925:In order to stop gram negative bacteria growth, our LALF protein must be synthesized by another type of bacteria, gram positive. Thus, we designed a special gene that works in only gram positive bacteria by inserting a promoter specialized for gram positive. Also, LipA signal sequence that allows us synthesizing the protein outside and LALF protein gene is included.All components are inserted into 900 that is designed for gram positive. In this image, indicated part is considered as confirmed.

516: This part is designed; because all parts must be sent to headquarters in pSB1C3 vector. In this image, indicated part is considered as confirmed.

526: This part is designed; because all parts must be sent to headquarters in pSB1C3 vector.In this image, indicated part is considered as confirmed.

536:In our experiments, we aimed to indicate whether our LALF protein works or not, we used an alternative indicator protein, reflectin. This part is designed to work in gram negative E.coli. A constitutive promoter, a Tat signal sequence that allows synthesizing the protein outside and reflectin protein gene is included in pSB1C3. In this image, indicated part is considered as confirmed.

546:In our experiments, we aimed to indicate whether our LALF protein works or not, we used an alternative indicator protein, reflectin. This part is designed to work in gram negative E.coli. An IPTG inducible promoter, a Tat signal sequence that allows synthesizing the protein outside and reflectin protein gene is included in pSB1C3. In this image, indicated part is considered as confirmed.

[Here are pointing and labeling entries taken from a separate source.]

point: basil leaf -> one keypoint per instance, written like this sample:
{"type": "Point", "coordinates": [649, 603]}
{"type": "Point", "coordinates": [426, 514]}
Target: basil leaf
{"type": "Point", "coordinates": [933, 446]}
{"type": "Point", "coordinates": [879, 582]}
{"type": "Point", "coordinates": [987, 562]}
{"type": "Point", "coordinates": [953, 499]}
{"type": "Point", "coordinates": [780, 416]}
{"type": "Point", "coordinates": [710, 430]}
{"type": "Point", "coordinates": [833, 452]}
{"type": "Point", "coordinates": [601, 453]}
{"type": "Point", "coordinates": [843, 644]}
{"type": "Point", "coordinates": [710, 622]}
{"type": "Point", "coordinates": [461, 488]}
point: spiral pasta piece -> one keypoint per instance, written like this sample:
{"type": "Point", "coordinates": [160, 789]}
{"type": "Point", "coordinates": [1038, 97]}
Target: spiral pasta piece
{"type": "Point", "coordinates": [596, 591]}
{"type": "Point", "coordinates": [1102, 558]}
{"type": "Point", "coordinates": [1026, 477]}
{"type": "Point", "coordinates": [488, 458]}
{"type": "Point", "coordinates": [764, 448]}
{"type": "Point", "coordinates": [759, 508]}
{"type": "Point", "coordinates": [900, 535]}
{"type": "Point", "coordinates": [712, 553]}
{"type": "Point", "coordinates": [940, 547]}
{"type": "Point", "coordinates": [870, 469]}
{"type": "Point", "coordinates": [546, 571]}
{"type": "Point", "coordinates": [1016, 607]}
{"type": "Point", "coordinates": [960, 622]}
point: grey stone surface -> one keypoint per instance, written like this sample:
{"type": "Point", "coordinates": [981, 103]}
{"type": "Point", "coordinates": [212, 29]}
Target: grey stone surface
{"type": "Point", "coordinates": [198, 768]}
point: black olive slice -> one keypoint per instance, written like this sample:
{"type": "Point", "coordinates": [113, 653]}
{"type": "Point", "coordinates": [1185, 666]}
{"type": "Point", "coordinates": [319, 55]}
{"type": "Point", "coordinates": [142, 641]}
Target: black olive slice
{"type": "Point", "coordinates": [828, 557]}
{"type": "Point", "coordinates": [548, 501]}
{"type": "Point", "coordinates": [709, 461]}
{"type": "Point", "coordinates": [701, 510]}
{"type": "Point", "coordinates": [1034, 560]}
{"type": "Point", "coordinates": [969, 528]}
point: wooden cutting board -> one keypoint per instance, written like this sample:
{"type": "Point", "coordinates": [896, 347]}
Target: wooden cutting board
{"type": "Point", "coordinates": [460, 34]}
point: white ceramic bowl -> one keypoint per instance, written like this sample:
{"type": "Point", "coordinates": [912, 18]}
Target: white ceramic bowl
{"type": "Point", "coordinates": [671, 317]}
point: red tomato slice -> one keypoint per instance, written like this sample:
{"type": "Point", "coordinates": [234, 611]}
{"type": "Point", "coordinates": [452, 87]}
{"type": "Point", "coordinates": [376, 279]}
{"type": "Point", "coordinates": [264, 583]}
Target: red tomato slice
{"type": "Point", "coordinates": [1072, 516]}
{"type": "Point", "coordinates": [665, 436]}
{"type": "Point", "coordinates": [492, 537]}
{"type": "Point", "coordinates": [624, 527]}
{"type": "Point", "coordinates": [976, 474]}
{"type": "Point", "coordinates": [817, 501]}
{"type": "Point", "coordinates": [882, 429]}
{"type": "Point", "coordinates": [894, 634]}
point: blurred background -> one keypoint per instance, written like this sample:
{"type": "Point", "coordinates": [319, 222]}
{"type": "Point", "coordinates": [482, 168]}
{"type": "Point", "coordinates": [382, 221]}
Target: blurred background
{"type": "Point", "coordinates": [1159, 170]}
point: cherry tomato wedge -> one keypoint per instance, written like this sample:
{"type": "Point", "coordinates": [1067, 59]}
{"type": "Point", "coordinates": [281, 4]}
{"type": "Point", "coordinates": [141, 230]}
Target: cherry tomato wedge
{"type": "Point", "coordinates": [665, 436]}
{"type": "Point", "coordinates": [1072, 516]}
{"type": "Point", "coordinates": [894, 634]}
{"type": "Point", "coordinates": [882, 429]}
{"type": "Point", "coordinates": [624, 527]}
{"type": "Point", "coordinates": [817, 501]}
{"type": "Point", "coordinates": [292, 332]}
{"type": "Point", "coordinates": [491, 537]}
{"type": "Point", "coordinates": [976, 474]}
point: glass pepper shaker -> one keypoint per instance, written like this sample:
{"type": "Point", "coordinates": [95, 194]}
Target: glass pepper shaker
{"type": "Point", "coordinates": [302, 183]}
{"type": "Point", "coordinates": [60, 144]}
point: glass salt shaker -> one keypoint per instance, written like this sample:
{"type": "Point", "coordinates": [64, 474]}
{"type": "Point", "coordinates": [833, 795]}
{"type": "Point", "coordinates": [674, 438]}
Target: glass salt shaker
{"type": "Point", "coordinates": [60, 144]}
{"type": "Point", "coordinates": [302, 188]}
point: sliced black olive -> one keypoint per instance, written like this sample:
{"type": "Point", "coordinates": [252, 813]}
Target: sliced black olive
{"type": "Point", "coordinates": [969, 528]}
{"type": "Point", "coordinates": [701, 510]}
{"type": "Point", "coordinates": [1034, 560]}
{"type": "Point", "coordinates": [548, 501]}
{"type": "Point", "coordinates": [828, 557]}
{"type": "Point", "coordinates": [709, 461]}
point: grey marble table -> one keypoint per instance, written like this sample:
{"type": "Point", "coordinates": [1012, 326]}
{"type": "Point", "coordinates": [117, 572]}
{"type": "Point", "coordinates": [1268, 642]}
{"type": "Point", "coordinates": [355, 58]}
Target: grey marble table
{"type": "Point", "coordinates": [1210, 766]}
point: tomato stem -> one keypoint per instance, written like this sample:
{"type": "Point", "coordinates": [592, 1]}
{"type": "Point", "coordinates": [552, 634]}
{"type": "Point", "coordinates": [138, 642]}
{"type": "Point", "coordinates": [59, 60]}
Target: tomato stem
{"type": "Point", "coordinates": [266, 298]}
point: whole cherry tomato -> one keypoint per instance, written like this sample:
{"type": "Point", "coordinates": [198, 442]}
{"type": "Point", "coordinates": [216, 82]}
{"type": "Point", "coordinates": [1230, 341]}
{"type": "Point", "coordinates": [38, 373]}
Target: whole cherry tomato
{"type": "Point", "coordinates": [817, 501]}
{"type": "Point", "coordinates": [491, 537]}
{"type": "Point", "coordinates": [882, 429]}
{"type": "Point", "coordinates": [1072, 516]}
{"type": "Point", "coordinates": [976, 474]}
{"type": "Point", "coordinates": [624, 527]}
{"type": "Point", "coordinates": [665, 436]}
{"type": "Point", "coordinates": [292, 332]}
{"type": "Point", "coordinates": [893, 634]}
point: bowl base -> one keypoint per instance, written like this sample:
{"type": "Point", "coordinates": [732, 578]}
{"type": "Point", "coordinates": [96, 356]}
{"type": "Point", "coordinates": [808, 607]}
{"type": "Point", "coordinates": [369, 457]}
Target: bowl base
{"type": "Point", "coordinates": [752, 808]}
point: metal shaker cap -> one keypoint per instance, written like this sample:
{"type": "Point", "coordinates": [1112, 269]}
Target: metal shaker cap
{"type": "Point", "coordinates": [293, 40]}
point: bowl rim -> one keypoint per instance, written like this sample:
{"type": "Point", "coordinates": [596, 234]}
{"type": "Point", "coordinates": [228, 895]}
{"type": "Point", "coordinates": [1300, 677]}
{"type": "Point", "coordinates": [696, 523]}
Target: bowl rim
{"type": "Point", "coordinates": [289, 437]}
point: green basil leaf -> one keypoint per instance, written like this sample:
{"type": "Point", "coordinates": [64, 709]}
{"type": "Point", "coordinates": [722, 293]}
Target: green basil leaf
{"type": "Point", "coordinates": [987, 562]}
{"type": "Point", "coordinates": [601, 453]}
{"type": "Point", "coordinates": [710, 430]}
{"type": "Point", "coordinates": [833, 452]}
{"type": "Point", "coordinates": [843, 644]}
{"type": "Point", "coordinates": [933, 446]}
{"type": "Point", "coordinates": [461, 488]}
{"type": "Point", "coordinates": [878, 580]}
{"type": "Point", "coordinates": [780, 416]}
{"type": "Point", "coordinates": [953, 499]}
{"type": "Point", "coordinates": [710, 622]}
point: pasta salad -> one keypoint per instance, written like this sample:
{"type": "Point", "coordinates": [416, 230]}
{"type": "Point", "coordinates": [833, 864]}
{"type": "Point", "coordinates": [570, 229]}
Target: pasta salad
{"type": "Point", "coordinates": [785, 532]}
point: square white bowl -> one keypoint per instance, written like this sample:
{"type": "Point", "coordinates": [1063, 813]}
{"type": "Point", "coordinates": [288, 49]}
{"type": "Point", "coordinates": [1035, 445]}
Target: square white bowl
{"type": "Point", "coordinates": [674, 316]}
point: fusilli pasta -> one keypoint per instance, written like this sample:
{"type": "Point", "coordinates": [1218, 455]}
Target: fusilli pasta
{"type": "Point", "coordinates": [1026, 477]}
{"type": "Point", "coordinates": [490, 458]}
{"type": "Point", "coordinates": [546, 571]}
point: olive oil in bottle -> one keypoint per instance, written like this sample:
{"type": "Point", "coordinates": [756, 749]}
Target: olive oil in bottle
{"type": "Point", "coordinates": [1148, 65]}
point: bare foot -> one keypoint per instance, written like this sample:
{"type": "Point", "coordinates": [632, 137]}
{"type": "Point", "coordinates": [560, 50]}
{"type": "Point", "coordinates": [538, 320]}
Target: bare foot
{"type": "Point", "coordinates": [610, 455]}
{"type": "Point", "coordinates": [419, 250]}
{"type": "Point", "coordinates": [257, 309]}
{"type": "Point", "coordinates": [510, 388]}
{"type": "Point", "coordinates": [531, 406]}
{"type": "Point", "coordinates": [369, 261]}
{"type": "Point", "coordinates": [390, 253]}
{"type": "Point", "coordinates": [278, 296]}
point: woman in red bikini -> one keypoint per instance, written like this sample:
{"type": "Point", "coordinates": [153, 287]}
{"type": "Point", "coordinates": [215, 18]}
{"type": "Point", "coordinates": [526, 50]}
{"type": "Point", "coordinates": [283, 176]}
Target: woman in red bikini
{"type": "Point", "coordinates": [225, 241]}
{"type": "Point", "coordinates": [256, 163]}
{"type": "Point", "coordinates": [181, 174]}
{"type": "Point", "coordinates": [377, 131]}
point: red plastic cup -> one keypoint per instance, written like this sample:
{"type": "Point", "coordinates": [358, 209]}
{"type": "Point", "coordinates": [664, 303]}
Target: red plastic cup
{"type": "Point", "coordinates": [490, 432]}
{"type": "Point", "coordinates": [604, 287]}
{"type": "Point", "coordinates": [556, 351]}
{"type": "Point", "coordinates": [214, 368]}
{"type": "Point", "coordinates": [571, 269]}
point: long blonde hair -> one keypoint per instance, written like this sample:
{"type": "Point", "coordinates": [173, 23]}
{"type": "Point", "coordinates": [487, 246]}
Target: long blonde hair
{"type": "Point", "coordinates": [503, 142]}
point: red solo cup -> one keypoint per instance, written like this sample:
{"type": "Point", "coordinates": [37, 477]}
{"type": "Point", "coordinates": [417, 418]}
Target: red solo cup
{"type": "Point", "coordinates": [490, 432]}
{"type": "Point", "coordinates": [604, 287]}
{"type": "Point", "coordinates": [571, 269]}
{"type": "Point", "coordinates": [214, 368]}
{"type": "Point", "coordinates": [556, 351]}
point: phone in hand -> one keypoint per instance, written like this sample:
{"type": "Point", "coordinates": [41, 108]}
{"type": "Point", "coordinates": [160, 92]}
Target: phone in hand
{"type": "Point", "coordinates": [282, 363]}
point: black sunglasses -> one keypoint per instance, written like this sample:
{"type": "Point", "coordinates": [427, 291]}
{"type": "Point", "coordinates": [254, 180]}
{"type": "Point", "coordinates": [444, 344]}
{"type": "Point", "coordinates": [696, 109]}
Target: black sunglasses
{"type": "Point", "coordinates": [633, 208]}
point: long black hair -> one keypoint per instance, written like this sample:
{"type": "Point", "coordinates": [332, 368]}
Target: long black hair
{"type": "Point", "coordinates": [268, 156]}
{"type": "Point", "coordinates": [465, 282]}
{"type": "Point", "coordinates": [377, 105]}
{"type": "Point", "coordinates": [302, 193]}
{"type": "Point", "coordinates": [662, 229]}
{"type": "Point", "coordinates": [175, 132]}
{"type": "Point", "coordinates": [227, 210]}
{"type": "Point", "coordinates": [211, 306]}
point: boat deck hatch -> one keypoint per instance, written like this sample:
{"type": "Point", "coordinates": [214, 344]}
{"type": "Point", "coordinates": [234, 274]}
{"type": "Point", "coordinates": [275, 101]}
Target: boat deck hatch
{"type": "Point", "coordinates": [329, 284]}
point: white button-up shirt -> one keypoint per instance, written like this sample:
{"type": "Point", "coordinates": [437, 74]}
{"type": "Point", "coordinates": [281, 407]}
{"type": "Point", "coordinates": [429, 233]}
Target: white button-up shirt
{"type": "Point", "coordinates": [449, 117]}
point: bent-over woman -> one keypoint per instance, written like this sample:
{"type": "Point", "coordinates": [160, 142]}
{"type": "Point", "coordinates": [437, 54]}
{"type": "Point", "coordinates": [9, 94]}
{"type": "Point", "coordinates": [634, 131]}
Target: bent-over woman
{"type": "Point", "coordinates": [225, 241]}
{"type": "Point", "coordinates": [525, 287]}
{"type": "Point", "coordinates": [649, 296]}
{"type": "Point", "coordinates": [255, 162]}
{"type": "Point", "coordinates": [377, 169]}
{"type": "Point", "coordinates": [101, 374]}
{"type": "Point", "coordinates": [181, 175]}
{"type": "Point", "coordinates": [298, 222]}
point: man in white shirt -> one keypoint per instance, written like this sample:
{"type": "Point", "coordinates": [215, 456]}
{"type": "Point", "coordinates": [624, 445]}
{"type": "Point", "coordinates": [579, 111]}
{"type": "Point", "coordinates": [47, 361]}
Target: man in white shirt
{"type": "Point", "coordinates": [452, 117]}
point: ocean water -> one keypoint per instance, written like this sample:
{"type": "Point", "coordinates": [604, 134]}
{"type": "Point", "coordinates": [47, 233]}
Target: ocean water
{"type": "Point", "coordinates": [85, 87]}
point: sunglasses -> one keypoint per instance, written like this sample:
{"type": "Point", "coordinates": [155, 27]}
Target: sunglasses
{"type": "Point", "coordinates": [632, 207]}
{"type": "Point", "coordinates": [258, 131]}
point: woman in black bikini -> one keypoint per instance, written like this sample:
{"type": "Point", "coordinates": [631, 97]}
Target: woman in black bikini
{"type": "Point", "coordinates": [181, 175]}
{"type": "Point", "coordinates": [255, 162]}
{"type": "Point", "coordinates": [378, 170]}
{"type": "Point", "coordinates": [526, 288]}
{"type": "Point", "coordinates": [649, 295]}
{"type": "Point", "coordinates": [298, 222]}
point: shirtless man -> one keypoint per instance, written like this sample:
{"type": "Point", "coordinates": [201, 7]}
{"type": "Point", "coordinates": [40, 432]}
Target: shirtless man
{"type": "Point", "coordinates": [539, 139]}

596:In our experiments, we aimed to indicate whether our LALF protein works or not, we used an alternative indicator protein, reflectin. We designed an alternative part in the case that our signal sequences do not work. This part includes a promoter that works in only gram negative and reflectin protein gene. All components are inserted into pSB1C3. In this image, indicated part is considered as confirmed.